Forest-based regression training

In a forest-based approach, creating a model and performing predictions for a continuous variable is a regression approach. The data Training Procedure based on the forest regression method can be used to obtain the forest model according to the data characteristics, and then used for prediction.

When you create a forest-based regression training task, you need to set the following parameters:

Training Dataset: required parameter. The Dataset to be trained accesses Connection Info, including Data Type, Connect Parameter, Dataset name, etc. You can connect HBase data, dsf data, and Local Data. Use '--key=value' to set multiple values using ' 'space Separated. If the connection HBase data is --providerType=hbase --hbase.zookeepers=192.168.12.34:2181 --hbase.catalog=demo --dataset=dltb; The connection dsf data is --providerType=dsf --path=hdfs://ip:9000/dsfdata ; Local Data is --providerType=dsf --path=/home/dsfdata
Data Query Conditions: optional parameter; the specified data can be filtered out for corresponding analysis according to the Query Conditions; attribute conditions and Spatial Query are supported. E.g. SmID < 100 and BBOX(the_geom, 120,30,121,31)。
Explanatory Fields: a required parameter, the field of the explanatory variable. Enter one or more explanatory fields of the training Dataset as the independent variables of the model, which can help predict the category.
Modeling field: a required parameter, which is used to train the field of the model, that is, the dependent variable. This field corresponds to a known (trained) value of a variable that will be used to make predictions at unknown locations.
Number of Trees: Optional parameter, the number of trees to be created in the forest model. Increasing the number of trees will generally produce more accurate model predictions, but will increase the time for model computation. Range of values & gt; 0, default 100.
Depth of the tree: An optional parameter, or the maximum number of partitions made into the tree. The value range is 0-30 and the default value is 30. If you use a larger maximum depth, more divisions will be created, which may increase the likelihood of overfitting the model.
Leaf Node Splitting Threshold: Optional parameter, the minimum number of observations required to retain a leaf (i.e., a terminal node on a tree that is not further split). The value range is > 0 and the default value is 5. For very large data, increasing these values will reduce the runtime of the tool.
Percent of data used per decision tree: Optional parameter that specifies the percentage of elements to be used for each decision tree. The value range is 0-1.0. The default value is 1.0, which means 100% of the data. Use a lower percentage of Input Data for each decision tree: This speeds up the tool for large Datasets.
Distance explanatory variable Dataset: optional parameter, supports point, line and Region Dataset, calculates the Closest distance between the elements of the given Dataset and the elements in the training Dataset, and automatically creates a list of explanatory variables.
Model Save Directory: optional parameter; save the model with good Training Result to this address. An empty value indicates that the Model will not be saved.

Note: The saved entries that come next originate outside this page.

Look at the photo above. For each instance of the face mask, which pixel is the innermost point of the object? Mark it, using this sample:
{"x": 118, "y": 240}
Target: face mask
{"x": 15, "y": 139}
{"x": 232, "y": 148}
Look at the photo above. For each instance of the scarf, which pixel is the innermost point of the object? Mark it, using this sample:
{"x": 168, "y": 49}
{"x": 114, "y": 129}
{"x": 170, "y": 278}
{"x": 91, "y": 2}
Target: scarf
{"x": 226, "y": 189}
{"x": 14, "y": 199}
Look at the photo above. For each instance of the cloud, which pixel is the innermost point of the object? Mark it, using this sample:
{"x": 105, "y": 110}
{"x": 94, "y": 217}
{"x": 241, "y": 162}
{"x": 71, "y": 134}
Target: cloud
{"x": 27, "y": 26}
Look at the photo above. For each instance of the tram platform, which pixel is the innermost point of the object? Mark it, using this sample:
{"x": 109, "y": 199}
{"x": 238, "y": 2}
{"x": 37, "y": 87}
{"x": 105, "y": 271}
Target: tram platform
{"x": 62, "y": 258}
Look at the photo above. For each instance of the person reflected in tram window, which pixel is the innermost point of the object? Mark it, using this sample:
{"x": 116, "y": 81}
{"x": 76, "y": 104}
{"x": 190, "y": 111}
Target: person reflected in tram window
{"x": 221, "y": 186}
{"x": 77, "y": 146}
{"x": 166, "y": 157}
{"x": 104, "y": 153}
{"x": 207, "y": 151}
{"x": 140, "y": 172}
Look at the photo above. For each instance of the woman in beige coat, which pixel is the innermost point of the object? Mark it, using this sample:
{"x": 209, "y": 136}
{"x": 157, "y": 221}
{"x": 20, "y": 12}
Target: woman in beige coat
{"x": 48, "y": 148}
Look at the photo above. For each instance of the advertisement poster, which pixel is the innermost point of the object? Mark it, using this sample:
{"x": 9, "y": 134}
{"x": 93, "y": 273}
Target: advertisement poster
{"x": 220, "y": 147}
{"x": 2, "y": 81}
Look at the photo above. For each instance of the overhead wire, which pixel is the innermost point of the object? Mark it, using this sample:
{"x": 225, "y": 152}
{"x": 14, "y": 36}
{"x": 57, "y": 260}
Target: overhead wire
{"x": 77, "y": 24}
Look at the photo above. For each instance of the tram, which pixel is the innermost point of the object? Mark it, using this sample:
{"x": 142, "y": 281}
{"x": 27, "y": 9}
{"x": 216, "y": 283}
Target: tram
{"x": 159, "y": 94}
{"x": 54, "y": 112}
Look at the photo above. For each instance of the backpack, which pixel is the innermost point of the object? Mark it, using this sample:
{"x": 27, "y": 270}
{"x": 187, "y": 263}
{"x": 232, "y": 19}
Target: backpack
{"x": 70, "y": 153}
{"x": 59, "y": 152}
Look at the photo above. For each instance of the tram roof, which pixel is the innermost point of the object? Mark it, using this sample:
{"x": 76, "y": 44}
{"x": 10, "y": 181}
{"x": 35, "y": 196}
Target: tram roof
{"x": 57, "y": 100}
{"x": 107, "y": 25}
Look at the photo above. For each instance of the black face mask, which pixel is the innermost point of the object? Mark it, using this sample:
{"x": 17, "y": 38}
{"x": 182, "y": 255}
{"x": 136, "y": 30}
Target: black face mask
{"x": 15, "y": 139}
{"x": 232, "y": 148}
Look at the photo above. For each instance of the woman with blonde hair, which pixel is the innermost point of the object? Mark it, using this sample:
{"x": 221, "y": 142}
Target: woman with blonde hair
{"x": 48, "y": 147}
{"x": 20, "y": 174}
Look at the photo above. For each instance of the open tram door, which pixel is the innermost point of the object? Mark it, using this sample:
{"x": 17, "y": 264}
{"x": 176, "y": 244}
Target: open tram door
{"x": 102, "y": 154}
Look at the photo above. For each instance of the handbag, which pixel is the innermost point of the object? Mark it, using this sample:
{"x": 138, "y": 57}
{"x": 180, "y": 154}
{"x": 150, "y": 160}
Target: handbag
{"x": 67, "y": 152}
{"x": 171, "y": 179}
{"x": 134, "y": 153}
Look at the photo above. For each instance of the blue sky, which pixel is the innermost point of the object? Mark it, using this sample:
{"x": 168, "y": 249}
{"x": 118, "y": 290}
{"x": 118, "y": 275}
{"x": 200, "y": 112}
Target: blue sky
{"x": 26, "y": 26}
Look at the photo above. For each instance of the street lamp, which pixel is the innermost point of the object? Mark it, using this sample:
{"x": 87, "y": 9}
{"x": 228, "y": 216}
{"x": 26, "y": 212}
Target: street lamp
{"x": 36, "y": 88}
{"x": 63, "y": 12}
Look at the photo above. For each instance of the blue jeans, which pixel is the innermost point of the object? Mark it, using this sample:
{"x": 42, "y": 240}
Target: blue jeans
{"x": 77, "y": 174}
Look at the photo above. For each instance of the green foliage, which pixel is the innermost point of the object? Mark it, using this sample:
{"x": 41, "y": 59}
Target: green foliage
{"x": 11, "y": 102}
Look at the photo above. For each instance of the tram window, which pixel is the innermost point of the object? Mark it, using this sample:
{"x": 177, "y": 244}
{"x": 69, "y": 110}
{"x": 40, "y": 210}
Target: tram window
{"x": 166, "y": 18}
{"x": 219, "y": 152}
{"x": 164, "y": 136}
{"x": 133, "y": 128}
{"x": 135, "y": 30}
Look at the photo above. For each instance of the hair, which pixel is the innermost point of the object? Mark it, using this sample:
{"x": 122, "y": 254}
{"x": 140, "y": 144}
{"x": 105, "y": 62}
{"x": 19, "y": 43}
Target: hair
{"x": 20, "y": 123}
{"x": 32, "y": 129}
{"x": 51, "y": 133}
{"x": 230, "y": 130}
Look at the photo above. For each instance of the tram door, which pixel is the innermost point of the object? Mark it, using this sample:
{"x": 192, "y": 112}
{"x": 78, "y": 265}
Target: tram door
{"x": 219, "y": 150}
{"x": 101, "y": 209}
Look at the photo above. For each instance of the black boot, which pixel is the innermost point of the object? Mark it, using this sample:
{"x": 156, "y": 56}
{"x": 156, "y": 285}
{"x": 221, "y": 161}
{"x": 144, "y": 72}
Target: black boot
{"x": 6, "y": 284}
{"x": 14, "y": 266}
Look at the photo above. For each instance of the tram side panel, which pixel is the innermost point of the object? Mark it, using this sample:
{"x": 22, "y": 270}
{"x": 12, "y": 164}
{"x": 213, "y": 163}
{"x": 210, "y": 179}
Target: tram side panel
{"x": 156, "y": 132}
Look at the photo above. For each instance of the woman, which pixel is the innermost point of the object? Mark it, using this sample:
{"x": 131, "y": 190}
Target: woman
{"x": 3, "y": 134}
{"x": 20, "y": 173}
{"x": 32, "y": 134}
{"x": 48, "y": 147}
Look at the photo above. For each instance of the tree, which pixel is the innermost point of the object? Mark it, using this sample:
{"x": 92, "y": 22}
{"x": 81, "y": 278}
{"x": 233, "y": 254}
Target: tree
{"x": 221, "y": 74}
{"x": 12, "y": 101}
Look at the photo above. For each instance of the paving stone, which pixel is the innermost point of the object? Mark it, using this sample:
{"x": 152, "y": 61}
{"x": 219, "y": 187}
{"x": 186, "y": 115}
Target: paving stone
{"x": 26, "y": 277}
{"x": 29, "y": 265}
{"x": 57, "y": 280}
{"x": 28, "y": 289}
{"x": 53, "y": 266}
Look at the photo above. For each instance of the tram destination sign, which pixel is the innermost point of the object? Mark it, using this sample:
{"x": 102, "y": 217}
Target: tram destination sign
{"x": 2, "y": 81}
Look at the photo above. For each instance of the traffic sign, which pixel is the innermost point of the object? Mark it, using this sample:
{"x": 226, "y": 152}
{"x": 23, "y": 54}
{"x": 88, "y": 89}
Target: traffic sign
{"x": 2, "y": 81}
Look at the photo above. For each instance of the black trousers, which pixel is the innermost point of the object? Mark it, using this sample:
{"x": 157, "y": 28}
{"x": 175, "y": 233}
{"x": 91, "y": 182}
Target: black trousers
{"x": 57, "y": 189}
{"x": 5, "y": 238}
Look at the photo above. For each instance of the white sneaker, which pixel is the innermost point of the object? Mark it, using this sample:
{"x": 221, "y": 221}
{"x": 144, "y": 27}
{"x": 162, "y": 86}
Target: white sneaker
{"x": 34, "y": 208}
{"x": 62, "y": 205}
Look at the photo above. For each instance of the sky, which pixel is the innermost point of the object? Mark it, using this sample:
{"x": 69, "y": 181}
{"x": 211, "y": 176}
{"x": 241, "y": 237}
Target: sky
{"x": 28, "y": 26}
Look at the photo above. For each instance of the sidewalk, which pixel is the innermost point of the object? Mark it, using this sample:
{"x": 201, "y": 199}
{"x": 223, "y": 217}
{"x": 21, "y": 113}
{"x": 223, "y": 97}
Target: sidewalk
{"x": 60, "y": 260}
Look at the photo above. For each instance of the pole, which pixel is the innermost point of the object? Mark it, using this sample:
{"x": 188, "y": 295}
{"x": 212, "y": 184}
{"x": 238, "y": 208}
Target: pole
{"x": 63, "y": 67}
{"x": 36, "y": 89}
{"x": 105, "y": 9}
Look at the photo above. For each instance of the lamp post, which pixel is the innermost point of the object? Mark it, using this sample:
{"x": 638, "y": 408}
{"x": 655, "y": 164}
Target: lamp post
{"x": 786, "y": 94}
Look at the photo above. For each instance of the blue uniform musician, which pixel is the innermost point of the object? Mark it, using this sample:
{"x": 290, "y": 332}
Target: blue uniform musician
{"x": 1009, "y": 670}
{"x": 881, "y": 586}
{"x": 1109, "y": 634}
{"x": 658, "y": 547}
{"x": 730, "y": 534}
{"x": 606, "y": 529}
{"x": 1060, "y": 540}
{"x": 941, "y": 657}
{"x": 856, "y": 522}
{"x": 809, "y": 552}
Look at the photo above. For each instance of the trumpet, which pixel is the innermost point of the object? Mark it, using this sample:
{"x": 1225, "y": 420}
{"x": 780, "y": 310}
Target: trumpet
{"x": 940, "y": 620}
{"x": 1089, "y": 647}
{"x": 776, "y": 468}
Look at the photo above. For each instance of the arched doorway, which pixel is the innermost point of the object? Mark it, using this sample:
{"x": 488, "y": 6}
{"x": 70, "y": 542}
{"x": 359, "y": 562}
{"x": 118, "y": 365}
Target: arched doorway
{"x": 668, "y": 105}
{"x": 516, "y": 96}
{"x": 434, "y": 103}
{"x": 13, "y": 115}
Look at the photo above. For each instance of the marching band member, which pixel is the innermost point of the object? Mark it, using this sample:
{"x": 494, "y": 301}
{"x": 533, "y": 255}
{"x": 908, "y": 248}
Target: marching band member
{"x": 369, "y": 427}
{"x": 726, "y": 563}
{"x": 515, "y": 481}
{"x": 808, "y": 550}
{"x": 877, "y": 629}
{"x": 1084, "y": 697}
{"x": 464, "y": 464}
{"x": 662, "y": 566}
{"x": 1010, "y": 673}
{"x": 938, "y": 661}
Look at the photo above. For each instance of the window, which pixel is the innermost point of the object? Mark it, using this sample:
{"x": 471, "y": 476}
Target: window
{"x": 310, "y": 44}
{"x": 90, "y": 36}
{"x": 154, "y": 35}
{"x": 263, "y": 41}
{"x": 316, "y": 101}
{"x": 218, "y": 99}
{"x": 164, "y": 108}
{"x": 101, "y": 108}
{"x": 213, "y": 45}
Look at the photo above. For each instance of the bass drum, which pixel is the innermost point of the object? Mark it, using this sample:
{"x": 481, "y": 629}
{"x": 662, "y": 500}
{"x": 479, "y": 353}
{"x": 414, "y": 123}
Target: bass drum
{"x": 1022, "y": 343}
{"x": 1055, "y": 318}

After executing the training task, the following Result Parameter is output:

fbModelCharacteristics: The attributes of the forest model, including the number of trees numTrees, the minimum sample number leafSize of the leaf nodes of the tree, the maximum depth of the tree maxTreesDepth, and the minimum depth of the tree minTreesDepth.
Variable: The Field array of the forest model, which refers to the field of the independent variable in the training model.
Variable Importances: The field importance refers to the degree of influence of the respective variable characteristics on the dependent variable.
MSE: mean square error, the mean of the squared error between the predicted value and the true value.
RMSE: RMSE, the mean of the square root of the error between the predicted value and the true value.
Mae: mean absolute error, the mean of the absolute value of the error between the predicted value and the true value.
R2: coefficient of determination. According to the value of R2, the quality of the model can be judged. The value range is 0,1. Generally speaking, the larger the R2 is, the better the fitting effect of the model is. R2 reflects how accurate it is, because with the increase of the number of samples, R2 will inevitably increase, which can not really quantitatively explain the degree of accuracy, but can only be roughly quantitative.
explained Variance: explains the variance.